Exploding concern about copper: the impact of the Ok Tedi  mine on algal chlorophyll in the Fly River system, Papua New Guinea. (#74)

Ian C Campbell 1 , John Beardall 2
  1. Rhithroecology, BLACKBURN SOUTH, VIC, Australia
  2. School of Biological Sciences, Monash University, Clayton, Victoria, Australia

Phytoplankton was measured fluorometrically at four sites along the Fly River, PNG, one site in the Strickland River and in nine floodplain off-river waterbodies, to evaluate the impact of the Ok Tedi mine. Although previous investigations had proposed that the copper-rich mine wastes would depress algal standing crop, our data, the first direct measurements of phytoplankton standing crop, indicate that the mine wastes increase algal standing crop.  The likely cause of the increase is the runoff of nitrogenous compounds from explosives.  No mine impact was detected in chlorophyll in the floodplain Off-River Water Bodies.
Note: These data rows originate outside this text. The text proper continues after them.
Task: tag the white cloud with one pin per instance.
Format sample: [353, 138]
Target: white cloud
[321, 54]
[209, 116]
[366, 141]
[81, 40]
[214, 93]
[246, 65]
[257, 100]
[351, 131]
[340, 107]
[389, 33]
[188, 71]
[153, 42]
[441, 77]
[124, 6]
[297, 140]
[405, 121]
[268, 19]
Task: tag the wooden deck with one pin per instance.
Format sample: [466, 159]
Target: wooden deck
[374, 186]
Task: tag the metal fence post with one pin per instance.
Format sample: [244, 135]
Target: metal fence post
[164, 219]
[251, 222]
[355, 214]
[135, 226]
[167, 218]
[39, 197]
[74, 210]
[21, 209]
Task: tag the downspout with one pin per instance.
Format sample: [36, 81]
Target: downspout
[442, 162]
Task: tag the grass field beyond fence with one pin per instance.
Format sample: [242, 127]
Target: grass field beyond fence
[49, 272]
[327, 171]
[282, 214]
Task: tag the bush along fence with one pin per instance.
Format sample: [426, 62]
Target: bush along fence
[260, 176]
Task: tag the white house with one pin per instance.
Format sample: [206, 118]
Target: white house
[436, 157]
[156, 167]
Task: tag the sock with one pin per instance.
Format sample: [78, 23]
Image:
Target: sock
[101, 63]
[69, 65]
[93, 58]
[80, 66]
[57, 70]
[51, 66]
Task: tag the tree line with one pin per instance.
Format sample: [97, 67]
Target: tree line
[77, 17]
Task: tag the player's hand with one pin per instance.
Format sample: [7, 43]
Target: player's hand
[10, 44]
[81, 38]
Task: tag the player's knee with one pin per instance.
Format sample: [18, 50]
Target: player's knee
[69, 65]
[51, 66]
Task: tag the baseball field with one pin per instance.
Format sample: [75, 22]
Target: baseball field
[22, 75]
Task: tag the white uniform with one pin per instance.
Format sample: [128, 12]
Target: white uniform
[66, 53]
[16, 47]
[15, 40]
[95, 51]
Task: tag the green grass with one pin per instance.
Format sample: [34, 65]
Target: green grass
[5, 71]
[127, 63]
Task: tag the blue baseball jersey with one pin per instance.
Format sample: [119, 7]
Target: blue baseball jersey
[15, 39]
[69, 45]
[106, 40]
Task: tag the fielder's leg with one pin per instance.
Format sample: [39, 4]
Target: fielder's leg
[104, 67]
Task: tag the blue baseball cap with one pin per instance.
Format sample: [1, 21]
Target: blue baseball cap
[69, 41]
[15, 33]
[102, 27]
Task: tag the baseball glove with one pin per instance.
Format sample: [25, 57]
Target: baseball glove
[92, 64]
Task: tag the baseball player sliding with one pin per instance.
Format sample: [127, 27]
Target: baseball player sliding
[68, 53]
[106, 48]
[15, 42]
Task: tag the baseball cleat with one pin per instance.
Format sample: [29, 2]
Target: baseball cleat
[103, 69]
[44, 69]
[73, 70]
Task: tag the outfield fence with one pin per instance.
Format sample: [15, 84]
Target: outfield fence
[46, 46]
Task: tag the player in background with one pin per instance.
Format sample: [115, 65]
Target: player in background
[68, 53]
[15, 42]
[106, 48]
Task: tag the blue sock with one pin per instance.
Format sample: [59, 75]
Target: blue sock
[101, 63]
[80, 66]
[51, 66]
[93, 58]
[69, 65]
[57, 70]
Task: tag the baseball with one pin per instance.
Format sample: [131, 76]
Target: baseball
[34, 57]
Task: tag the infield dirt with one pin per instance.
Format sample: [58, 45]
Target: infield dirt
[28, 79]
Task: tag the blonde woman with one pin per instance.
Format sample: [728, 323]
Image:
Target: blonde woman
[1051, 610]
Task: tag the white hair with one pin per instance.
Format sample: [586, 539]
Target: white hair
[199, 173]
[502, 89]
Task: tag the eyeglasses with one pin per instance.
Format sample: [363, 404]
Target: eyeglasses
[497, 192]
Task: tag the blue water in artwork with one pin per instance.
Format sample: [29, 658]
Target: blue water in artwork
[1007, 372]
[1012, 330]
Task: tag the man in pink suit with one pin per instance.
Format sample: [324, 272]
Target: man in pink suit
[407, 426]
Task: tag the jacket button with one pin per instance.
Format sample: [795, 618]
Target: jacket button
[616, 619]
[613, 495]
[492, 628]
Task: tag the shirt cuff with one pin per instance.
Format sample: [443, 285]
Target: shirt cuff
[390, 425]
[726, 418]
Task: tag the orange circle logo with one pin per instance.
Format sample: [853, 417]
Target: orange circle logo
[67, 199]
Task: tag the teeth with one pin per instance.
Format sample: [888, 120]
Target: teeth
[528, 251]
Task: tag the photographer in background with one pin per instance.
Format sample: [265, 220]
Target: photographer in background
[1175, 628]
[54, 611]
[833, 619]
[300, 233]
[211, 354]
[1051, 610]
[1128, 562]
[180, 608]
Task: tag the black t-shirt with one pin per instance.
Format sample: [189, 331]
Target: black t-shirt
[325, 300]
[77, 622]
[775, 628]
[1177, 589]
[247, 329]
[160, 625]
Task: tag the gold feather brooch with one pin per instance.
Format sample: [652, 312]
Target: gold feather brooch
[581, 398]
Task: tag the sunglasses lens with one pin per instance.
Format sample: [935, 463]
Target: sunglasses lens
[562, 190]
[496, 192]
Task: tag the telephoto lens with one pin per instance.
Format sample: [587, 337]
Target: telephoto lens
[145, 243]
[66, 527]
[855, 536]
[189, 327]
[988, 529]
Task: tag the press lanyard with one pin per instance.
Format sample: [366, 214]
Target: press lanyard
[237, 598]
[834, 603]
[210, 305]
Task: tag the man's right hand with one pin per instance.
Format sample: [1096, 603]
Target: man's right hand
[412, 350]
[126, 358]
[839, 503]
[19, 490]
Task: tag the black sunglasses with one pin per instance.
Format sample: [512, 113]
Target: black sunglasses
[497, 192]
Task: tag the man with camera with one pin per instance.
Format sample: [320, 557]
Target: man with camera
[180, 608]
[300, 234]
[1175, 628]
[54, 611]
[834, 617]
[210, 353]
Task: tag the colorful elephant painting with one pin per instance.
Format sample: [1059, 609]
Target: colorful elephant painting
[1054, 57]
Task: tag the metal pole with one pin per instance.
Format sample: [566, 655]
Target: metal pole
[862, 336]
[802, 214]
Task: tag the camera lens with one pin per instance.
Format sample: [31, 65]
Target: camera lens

Chlorophyll was often concentrated in a prominent sub-surface maximum, and compositional differences made it clear that the potamoplankton is a discrete assemblage and not primarily washout from the lentic water bodies.   Most investigations of mine discharge impacts on waterways have primarily focussed on toxic metals, few have considered the potential impacts of other chemicals such as explosives.